Mais, je ne sais pas Parce qu'en Afrique, probablement la notion même, et la réalité sociale de la parenté, a dû beaucoup évoluer, d'une certaine manière. Et aujourd'hui, ce qui est très intéressant, aujourd'hui j'en discutais avec Ahmed, on se rendait compte que, finalement, nous, ce qui nous fait, ce qui caractérise plus ou moins notre génération, c'était par exemple le fait qu'on avait une vision, justement du système de parenté qui était très différente de ce que nos parents pouvaient en avoir !

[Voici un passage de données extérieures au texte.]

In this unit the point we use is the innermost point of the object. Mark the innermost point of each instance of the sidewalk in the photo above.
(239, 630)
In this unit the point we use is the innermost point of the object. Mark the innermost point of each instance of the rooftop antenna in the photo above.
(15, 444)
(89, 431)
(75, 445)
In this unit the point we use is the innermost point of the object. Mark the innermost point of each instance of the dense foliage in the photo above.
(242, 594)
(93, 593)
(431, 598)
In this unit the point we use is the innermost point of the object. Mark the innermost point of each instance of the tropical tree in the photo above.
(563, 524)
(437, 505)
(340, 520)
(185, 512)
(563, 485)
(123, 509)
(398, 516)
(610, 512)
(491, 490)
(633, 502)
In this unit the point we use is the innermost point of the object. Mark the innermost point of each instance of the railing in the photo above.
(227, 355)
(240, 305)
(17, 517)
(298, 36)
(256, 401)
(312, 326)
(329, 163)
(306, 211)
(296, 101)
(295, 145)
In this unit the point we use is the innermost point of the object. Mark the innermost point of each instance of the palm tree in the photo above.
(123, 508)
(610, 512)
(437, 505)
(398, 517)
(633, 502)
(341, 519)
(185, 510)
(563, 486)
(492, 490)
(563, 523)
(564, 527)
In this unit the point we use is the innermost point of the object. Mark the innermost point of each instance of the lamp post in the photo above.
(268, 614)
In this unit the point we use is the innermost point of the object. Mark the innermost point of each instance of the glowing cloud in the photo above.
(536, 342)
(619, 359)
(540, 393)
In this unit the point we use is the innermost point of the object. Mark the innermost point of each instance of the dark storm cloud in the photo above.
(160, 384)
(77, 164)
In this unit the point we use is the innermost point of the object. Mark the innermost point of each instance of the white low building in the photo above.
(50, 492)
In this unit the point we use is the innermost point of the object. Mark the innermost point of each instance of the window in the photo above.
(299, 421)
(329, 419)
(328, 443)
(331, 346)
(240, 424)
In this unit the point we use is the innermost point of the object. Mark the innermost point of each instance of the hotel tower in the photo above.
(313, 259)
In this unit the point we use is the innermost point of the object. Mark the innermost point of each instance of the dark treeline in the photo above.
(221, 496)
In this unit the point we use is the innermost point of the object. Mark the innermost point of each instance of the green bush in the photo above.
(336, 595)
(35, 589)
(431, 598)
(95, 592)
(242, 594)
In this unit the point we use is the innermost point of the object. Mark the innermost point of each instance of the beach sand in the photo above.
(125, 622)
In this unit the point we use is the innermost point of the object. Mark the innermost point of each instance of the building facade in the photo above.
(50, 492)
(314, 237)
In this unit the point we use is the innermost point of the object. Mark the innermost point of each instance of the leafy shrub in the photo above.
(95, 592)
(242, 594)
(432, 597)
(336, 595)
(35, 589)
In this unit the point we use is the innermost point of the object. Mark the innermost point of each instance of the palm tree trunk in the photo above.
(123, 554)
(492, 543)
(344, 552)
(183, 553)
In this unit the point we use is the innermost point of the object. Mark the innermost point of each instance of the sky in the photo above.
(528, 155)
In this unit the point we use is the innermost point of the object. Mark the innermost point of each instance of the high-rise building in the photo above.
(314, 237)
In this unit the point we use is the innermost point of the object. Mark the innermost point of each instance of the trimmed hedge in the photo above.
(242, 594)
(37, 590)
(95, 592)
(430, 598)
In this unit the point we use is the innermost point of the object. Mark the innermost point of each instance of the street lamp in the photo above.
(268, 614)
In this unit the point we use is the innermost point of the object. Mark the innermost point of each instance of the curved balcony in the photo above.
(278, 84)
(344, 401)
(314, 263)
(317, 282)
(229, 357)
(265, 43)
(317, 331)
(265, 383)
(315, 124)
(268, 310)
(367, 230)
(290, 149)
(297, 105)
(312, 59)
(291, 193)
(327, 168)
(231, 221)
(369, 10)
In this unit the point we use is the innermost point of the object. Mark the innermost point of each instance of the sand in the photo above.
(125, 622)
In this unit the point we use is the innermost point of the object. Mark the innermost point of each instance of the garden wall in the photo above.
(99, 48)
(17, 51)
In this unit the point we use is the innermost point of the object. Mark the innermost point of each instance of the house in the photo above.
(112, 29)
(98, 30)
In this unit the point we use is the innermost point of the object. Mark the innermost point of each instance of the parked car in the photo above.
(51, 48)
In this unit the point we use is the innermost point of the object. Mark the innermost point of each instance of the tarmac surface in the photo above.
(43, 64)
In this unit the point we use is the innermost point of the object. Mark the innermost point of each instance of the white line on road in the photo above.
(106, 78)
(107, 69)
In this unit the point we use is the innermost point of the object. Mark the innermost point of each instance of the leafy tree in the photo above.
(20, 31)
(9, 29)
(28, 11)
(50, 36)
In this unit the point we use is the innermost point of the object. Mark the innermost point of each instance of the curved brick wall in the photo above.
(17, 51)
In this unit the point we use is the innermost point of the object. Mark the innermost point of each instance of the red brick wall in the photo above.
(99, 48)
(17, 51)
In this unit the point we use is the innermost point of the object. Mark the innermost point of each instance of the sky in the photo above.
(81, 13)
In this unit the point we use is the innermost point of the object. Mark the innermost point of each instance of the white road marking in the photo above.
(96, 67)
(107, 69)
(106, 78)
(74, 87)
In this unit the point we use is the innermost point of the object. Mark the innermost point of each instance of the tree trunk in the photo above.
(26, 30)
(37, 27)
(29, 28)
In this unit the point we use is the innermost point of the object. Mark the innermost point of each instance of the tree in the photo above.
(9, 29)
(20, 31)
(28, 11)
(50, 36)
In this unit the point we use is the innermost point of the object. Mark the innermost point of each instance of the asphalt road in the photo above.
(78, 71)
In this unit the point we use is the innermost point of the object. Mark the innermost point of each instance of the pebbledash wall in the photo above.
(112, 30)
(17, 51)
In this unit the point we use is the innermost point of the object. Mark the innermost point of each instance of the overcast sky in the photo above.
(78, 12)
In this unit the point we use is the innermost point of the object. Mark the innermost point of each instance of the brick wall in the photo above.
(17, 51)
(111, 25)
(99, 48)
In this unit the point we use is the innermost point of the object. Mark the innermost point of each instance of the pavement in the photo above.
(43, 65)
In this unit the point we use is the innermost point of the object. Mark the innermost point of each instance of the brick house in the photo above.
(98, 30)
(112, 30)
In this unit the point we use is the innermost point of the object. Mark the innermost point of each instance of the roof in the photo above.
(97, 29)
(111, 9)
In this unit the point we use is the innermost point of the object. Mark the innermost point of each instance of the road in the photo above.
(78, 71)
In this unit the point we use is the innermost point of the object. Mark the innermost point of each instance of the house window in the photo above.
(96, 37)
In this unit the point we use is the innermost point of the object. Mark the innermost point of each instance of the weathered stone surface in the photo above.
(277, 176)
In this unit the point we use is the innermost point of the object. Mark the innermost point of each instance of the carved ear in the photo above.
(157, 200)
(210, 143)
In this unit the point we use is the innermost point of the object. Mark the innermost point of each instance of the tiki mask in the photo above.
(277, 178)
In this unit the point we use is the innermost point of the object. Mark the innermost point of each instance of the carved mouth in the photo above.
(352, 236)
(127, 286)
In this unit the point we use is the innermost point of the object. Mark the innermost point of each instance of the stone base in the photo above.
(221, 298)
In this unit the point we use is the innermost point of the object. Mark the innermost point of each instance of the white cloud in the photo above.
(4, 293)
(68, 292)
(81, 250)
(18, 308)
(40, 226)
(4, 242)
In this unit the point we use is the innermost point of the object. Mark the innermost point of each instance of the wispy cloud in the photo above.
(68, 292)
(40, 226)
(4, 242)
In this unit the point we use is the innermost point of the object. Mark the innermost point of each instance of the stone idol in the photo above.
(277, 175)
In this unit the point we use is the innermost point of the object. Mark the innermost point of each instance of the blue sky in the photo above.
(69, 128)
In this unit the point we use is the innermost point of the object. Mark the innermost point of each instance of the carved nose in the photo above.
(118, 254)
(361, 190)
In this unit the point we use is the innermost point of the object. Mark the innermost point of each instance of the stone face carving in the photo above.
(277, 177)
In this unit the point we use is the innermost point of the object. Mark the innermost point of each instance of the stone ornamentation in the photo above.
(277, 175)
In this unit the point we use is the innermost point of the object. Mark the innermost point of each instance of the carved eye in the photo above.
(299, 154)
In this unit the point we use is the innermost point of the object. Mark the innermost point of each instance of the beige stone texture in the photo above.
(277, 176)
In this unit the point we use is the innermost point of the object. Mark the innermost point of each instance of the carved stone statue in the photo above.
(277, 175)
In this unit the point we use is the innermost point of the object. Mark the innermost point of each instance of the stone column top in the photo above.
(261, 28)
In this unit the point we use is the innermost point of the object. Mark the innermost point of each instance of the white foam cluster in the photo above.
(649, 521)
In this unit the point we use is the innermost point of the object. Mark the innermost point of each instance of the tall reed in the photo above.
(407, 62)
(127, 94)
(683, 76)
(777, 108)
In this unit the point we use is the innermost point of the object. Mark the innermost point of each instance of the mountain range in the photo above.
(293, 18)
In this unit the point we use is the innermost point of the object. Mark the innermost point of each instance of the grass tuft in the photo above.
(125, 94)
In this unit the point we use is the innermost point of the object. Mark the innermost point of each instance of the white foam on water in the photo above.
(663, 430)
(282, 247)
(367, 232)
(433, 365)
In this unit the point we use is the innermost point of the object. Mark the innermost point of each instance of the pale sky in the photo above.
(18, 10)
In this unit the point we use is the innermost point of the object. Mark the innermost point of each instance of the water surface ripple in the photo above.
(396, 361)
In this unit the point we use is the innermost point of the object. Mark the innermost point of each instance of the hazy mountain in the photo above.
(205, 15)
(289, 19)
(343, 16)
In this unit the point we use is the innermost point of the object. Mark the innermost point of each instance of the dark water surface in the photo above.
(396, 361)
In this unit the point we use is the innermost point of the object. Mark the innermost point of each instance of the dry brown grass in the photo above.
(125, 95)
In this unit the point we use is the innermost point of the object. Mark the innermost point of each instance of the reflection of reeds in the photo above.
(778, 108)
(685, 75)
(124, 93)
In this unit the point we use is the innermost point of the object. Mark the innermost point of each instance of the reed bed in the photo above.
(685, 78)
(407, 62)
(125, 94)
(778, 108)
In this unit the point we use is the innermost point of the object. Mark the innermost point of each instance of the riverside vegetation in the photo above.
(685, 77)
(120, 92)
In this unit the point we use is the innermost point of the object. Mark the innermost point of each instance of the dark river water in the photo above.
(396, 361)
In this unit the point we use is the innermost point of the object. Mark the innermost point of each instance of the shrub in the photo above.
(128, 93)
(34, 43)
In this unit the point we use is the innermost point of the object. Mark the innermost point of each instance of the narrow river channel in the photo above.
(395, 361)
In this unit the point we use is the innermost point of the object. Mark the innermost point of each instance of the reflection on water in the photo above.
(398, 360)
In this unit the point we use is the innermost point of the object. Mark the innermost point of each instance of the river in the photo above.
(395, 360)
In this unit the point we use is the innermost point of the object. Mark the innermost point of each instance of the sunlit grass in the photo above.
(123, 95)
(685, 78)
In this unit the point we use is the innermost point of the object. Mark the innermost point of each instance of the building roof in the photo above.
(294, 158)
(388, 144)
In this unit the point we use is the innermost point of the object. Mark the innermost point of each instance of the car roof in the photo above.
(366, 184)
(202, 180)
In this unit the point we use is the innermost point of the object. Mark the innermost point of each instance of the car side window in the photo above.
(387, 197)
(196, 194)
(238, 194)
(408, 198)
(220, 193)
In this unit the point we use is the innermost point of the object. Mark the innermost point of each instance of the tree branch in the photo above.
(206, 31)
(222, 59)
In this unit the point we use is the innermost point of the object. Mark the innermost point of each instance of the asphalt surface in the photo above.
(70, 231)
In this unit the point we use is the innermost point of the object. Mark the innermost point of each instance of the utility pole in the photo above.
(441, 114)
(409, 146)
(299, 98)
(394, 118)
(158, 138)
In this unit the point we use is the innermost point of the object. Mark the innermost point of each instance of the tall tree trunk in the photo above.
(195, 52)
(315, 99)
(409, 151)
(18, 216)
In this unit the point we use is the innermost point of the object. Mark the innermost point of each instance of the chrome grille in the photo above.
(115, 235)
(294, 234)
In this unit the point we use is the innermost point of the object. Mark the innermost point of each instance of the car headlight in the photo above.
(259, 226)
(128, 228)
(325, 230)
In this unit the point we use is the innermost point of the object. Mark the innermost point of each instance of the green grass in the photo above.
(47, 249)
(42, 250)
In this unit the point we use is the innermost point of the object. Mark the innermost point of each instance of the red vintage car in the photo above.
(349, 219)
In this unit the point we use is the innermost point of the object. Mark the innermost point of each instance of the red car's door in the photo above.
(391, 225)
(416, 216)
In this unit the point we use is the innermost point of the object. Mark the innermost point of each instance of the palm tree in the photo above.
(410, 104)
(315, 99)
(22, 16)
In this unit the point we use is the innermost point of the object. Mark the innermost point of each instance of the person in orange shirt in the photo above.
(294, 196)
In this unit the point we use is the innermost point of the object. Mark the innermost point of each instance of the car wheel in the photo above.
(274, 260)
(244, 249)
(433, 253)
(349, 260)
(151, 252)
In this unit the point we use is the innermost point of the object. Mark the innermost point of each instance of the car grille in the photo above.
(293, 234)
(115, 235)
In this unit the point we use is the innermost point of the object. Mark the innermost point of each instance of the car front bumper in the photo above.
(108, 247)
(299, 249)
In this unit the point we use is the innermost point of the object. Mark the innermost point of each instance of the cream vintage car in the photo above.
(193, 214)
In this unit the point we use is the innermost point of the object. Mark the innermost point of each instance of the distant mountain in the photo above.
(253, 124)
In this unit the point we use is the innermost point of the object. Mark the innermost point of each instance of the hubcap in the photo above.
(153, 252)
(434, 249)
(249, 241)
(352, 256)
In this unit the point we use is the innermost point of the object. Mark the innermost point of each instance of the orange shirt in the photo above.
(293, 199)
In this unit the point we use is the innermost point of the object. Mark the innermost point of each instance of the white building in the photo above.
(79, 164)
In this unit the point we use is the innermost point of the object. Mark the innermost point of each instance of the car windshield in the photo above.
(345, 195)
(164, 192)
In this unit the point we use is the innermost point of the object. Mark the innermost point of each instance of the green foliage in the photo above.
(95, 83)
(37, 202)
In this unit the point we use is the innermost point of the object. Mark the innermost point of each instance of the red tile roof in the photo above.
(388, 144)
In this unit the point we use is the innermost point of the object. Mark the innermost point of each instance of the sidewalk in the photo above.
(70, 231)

C'est-à-dire que, moi, fondamentalement, je peux en appeler à 2 ou 3 bonshommes que je connais dans ma famille, et puis c'est fini, sinon En me plaçant dans un repère, voilà ! Les gens que je connais, je les connais par le fait que je suis un Africain, qu'on a amené à l'école, où il a connu des gens, qui a été dans tel et tel milieu, qui a connu etc et, quasiment mon cercle de parenté, c'est là. C'est différent de Sidy. Sidy, tout le monde c'est ses parents ! Parce que Sidy, lui, il a la capacité justement de garder cette vision de la parenté large.